FDA-Approved Treatments
Current approved therapies — what they are, who makes them, and what to ask your doctor.
The most prescribed medication in the United States. Levothyroxine replaces T4 in hypothyroid patients. Takes 6–8 weeks for full effect — symptoms improve gradually. Generic levothyroxine is dramatically cheaper ($4/month at Walmart). Take consistently on empty stomach, 30–60 minutes before food, coffee, or other medications.
Desiccated thyroid extract containing both T4 and T3 hormones. Some patients who don't feel well on levothyroxine alone (persistent fatigue, brain fog with normal TSH) report improvement due to T3 content. The American Thyroid Association acknowledges it as an alternative for patients who prefer it or don't respond adequately to T4-only therapy.

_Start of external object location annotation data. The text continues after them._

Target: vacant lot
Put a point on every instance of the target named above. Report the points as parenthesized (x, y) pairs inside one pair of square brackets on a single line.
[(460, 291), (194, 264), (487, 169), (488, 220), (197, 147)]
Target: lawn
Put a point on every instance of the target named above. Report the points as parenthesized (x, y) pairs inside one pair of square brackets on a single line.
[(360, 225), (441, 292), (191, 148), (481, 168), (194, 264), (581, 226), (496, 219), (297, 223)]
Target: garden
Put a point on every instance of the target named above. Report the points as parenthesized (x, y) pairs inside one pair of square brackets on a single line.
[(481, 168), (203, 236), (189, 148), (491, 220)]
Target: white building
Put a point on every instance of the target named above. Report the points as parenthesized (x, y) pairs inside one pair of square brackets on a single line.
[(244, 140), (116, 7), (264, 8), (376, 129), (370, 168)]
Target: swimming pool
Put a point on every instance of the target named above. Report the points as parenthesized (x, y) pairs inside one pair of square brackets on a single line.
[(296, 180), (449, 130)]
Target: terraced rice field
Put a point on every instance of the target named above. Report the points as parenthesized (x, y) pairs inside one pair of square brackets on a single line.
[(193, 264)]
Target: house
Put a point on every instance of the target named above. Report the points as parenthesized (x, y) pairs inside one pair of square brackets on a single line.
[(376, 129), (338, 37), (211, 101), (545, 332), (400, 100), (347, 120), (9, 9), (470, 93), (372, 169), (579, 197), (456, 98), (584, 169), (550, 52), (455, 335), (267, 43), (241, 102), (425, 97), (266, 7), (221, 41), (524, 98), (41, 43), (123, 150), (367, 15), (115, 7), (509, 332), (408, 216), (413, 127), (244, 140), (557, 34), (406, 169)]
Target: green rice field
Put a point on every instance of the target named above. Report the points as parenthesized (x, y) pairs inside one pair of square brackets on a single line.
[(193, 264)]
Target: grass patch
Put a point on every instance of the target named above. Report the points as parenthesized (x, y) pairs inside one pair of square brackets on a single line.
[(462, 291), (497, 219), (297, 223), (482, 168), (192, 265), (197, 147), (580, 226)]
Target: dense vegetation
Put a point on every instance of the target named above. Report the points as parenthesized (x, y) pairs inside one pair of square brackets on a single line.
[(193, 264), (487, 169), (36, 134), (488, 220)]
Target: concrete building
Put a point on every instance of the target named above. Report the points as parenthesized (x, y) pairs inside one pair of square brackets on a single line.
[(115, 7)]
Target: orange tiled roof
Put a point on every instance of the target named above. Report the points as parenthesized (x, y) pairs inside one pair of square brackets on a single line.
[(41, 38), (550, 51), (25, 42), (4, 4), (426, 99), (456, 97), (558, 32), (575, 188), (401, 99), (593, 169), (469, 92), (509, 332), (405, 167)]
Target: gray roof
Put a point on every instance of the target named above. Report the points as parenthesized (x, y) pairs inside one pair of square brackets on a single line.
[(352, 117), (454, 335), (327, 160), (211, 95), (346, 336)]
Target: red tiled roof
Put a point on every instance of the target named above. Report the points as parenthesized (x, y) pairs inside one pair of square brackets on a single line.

Gelatin capsule formulation with a short ingredient list (no dyes, fillers, or gluten). Ideal for patients with absorption issues (bariatric surgery, celiac disease, GI conditions). Studies show more consistent T4 absorption vs. tablet formulations. Tirosint Savings Card provides co-pay assistance.
First-line treatment for hyperthyroidism and Graves' disease. Blocks thyroid hormone synthesis. Used for 12–18 months to achieve remission, or before radioactive iodine (RAI) or surgery. Rare but serious side effect: agranulocytosis — notify your doctor immediately if you develop fever, sore throat, or mouth sores.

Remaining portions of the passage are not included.